I was talking to someone the other day, a casual meaningless conversation; then they poured themselves a glass of wine. I could feel my eyes drawing in on the dark red liquid as it spilled into the glass; I could taste the thick, fruity aroma; hear the bubbling, familiar, and enchanting “glug, glug” sound as it passed from the mouth of the bottle, air beings gulped back in to fill the space left by the sweet drink, filled my ears; the sound so consuming that I completely lost track of what was being said. My heart was racing; I couldn’t remember the last time I wanted anything nearly so much as I wanted just one glass of that wine. I didn’t know whether to take their glass from them and drink, or shove the bottle out of their hand sending to to shatter on the floor.

On the verge of losing my mind, I had to face away until they stopped pouring. The strange thing is I don’t think the other person even remotely noticed what happened. Stranger still was once the pouring stopped the spell was broken, my moment of weakness gone like a wisp of smoke.

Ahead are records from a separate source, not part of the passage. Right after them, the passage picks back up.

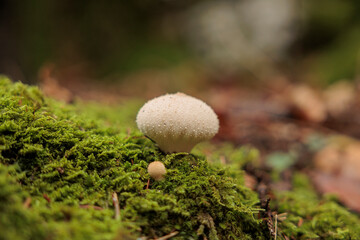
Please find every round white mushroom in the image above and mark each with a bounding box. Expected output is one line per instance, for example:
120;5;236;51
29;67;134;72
136;93;219;153
148;161;166;181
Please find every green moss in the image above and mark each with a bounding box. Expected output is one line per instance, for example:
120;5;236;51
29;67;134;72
276;174;360;239
0;77;269;239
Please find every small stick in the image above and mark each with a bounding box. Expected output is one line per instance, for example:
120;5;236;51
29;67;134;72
23;197;31;208
112;192;121;221
80;204;104;210
155;231;179;240
145;178;150;189
275;214;277;240
43;193;51;203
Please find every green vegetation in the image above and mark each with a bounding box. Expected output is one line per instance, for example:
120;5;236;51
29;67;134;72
0;77;269;239
0;77;360;240
276;173;360;239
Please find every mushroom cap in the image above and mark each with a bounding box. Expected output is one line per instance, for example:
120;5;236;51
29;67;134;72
148;161;166;181
136;93;219;153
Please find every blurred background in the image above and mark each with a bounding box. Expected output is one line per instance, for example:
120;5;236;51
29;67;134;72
0;0;360;95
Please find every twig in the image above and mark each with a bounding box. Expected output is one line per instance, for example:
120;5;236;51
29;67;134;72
275;214;277;240
155;231;179;240
145;178;150;189
23;197;31;208
112;192;121;221
43;193;51;203
80;204;104;210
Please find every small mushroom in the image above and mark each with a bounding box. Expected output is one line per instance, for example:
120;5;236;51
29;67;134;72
148;161;166;181
136;93;219;153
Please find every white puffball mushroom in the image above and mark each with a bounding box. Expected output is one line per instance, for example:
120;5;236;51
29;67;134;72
148;161;166;181
136;93;219;153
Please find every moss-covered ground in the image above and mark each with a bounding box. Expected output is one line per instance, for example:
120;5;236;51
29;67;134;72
0;77;360;240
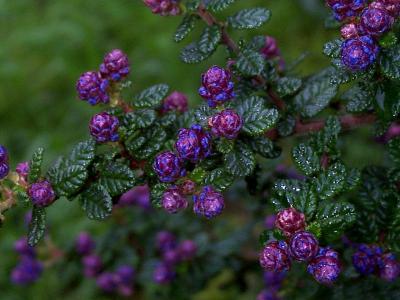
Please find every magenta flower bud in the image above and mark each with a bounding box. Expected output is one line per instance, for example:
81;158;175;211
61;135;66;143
307;248;341;285
75;232;96;255
360;7;394;36
76;71;110;105
208;109;243;139
289;231;319;261
161;91;188;113
178;240;197;261
340;23;358;40
14;237;36;257
89;112;119;143
96;272;117;293
99;49;130;81
193;186;225;219
153;263;175;284
175;124;211;163
153;151;186;182
11;256;43;285
261;36;281;58
378;253;400;282
341;36;379;71
199;66;235;107
156;231;176;251
161;186;188;214
28;180;56;207
275;207;306;236
144;0;181;16
82;254;103;278
259;241;291;272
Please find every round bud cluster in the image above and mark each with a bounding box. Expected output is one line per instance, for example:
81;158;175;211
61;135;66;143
193;186;225;219
199;66;235;107
28;180;56;207
89;112;119;143
153;231;197;284
352;244;400;281
260;207;340;284
208;109;243;139
153;151;185;182
144;0;181;16
118;185;151;210
11;237;43;285
0;145;10;180
161;91;188;113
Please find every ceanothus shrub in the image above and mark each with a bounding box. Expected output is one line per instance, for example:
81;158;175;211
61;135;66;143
0;0;400;299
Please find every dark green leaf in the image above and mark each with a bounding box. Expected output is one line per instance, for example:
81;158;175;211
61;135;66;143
28;206;46;247
228;7;271;29
79;184;112;220
236;49;265;76
292;144;320;176
132;84;169;108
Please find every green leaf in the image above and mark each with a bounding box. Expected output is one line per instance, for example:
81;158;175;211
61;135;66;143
123;109;156;130
379;45;400;80
99;162;135;197
207;0;236;12
294;76;338;118
28;206;46;247
180;43;211;64
132;84;169;108
389;137;400;165
79;184;112;220
228;7;271;29
224;142;255;177
174;14;197;43
236;49;265;76
248;137;282;159
316;201;356;239
204;168;234;192
323;39;343;58
313;163;347;200
276;77;302;97
292;144;320;176
28;148;44;183
198;25;221;54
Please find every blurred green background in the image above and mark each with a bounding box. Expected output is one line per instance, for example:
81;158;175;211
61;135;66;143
0;0;386;299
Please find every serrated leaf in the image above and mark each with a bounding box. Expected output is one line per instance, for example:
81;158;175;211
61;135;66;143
198;25;221;54
174;14;196;43
180;43;211;64
236;49;265;76
132;84;169;108
79;184;112;220
292;144;320;176
28;148;44;183
207;0;236;12
313;163;347;200
228;7;271;29
204;168;234;192
276;77;302;97
99;162;135;197
28;206;46;247
224;142;255;177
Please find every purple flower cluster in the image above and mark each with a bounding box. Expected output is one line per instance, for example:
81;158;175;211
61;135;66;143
260;208;341;284
352;244;400;281
76;49;130;105
89;112;119;143
327;0;400;71
0;145;10;180
199;66;235;107
153;231;197;284
143;0;181;16
11;237;43;285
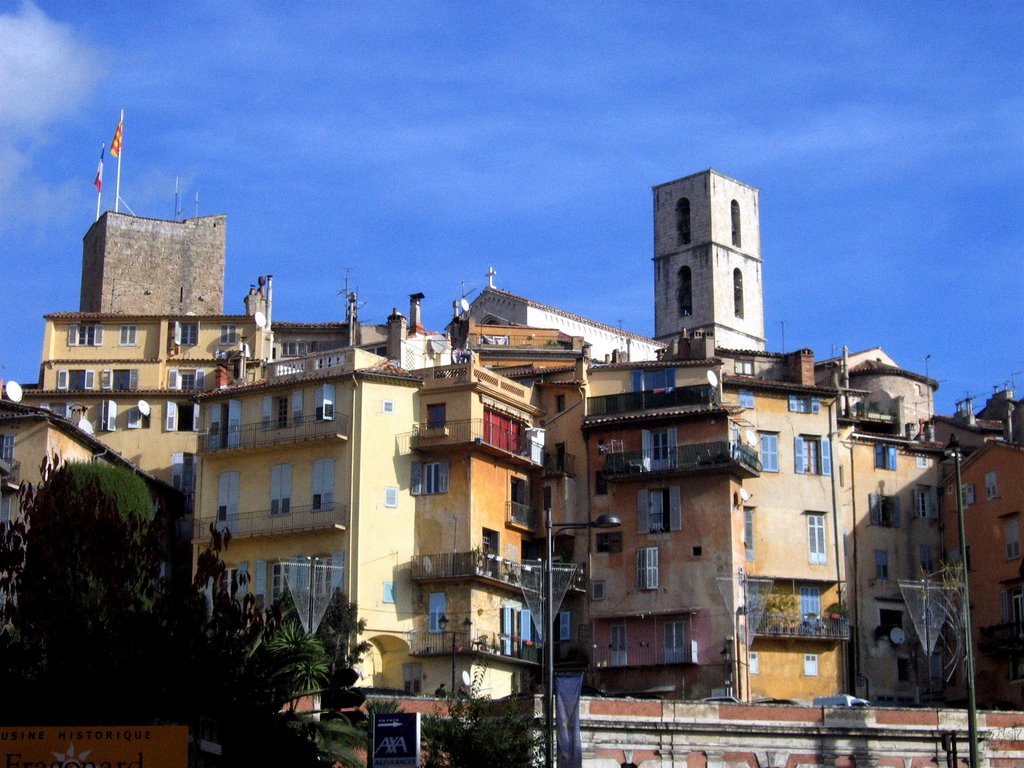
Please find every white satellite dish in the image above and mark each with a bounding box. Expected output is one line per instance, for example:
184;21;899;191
4;381;23;402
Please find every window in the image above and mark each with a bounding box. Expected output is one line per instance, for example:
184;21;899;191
732;268;743;319
874;442;896;470
804;653;818;677
867;494;900;527
1002;517;1021;560
316;384;335;421
961;483;975;506
918;544;935;575
428;592;445;632
637;547;658;590
913;485;939;517
270;464;292;516
676;198;690;246
790;394;821;414
427;402;447;429
732;360;754;376
174;323;199;346
412;459;449;496
874;549;889;582
312;459;334;512
401;664;423;693
985;469;999;499
807;514;825;565
800;587;821;617
665;622;687;664
761;432;778;472
68;323;103;347
677;266;693;317
743;507;754;560
637;485;682;534
794;435;831;476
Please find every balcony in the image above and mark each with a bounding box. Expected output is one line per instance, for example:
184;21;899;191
978;622;1024;653
505;502;541;530
194;504;348;542
757;612;850;640
587;384;715;416
199;414;348;454
544;453;575;477
604;440;761;480
409;630;543;664
590;643;693;669
410;419;544;464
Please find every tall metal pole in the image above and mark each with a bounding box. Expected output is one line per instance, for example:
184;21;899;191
544;507;555;768
947;435;978;768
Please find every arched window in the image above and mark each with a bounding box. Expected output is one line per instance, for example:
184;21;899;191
732;201;742;248
732;269;743;317
676;198;690;246
679;266;693;317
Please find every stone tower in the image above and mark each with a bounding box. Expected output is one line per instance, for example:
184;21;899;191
79;211;227;314
653;170;765;349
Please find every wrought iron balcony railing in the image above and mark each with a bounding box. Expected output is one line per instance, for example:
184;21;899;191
587;384;715;416
199;414;348;454
604;440;761;480
194;503;348;541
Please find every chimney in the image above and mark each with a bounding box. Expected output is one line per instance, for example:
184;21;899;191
409;293;426;334
785;349;815;387
387;308;408;364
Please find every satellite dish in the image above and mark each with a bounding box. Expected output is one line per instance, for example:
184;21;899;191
4;381;22;402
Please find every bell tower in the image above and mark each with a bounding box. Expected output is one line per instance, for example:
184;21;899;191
653;170;765;350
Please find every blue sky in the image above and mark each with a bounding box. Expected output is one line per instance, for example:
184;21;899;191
0;0;1024;413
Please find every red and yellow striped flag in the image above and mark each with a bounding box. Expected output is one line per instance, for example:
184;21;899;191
111;118;125;158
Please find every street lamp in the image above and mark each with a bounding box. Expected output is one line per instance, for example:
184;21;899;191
437;613;473;696
946;434;978;768
544;507;623;768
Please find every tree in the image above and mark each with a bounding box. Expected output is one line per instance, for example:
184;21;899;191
423;675;542;768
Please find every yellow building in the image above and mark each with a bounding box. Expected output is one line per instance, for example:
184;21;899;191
194;348;420;688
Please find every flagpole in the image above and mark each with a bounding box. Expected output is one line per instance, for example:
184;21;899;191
114;110;125;213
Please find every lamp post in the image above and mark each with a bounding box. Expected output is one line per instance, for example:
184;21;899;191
946;435;978;768
544;507;623;768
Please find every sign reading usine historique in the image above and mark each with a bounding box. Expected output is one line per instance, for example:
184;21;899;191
0;725;188;768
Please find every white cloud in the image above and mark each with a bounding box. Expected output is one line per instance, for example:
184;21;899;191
0;2;102;133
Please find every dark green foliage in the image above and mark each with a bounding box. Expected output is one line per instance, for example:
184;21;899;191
423;678;541;768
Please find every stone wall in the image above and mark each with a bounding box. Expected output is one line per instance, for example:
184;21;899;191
79;211;227;314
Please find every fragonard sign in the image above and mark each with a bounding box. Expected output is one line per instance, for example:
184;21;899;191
368;712;420;768
0;725;188;768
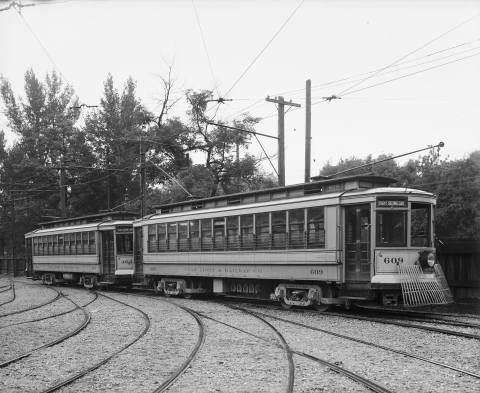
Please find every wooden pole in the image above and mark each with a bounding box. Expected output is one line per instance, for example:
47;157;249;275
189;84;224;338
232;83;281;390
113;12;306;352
305;79;312;183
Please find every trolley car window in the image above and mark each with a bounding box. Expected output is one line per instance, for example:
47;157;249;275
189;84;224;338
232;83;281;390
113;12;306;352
255;213;270;249
272;211;287;248
167;222;177;251
88;231;97;254
148;224;158;252
240;214;254;250
377;211;407;247
201;218;212;250
155;224;168;251
410;203;431;247
178;221;189;251
189;220;200;251
307;207;325;248
213;218;225;250
82;232;88;254
117;233;133;254
288;209;305;248
227;216;240;249
58;234;65;255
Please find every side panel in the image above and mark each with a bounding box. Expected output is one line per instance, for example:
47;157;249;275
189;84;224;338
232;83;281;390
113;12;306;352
144;263;341;281
101;230;115;280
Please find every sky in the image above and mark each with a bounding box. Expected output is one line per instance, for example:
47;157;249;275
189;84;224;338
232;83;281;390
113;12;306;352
0;0;480;184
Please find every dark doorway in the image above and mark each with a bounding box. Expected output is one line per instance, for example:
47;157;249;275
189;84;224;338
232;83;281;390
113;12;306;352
345;205;370;282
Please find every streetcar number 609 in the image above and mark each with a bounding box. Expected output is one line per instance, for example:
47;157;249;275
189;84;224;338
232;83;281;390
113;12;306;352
383;257;403;265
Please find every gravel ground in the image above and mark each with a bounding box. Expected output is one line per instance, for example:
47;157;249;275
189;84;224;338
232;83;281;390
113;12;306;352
0;286;144;392
171;301;374;392
60;293;198;393
0;278;480;393
0;281;57;317
244;307;480;392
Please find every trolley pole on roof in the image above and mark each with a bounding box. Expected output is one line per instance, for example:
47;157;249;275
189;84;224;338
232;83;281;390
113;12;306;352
265;96;301;186
305;79;312;183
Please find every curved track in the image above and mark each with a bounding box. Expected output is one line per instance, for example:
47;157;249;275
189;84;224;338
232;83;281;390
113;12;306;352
242;310;480;379
108;292;205;393
194;306;393;393
0;292;98;329
0;291;91;368
223;306;295;393
42;293;150;393
0;280;17;306
323;312;480;340
153;299;205;393
0;282;62;318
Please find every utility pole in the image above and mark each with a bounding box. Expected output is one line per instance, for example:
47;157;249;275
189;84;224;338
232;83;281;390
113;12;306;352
140;137;147;217
265;96;301;186
305;79;312;183
58;155;67;217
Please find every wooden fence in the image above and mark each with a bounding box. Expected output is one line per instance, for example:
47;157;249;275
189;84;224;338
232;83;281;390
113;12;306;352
437;241;480;299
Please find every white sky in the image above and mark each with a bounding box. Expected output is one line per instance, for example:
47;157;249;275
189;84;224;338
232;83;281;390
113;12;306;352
0;0;480;184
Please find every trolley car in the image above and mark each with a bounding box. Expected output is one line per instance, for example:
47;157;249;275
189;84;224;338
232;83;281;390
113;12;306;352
133;175;451;309
25;212;137;288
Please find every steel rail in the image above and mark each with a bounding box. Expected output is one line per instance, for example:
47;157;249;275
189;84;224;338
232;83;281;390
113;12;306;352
0;282;61;318
0;280;17;306
248;311;480;379
356;305;480;327
0;291;91;368
0;293;98;329
152;302;205;393
113;292;209;393
41;292;150;393
323;312;480;340
189;306;393;393
227;305;295;393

Back to normal, alcohol returned once again to being just something that other people do and that I simply will not partake of anymore.

I know this sounds a bit melodramatic; I am sure it is hard for most people to get the grasp of having such a high level of infatuation with a beverage being tipped into a cup, but there it is That is what addiction is like.

It’s the crazy other half of that troubled relationship that you knew for years was bad for you but you stayed with them because, you were afraid of being on your own and they, let’s face it,  knew how to fuck and would do it all night no matter what. You had been on-again-off-again for a while; but now that you’ve finally called it quits they always insist on showing up at every party dressed to the nines draped off the arm of someone new, showing off what you’re missing. Always trying to corner you in the kitchen just to see if they can still push those buttons.

That’s probably a bad analogy, but it’s at least true in some respects even if it is a bit ham handed. At any rate I didn’t start this to wax poetical about my drinking problem. I think that this event freaked me out is because, in that one small moment, I was forced to focus on my addiction, instead of my sobriety.Thinking in terms of addiction leads me down a bitter angry road that leads into pitfalls that I have fallen into before so I have to tread very lightly when my mind wanders that direction. I credit my ability to remain in control for this long because I think in terms of being sober and staying sober, and filling my idle time with positive endeavors.

It’s good, in a way, that I had this little episode. It seemed close, but I like knowing that my will power is that strong. I know another thing to watch out for and can keep my guard up.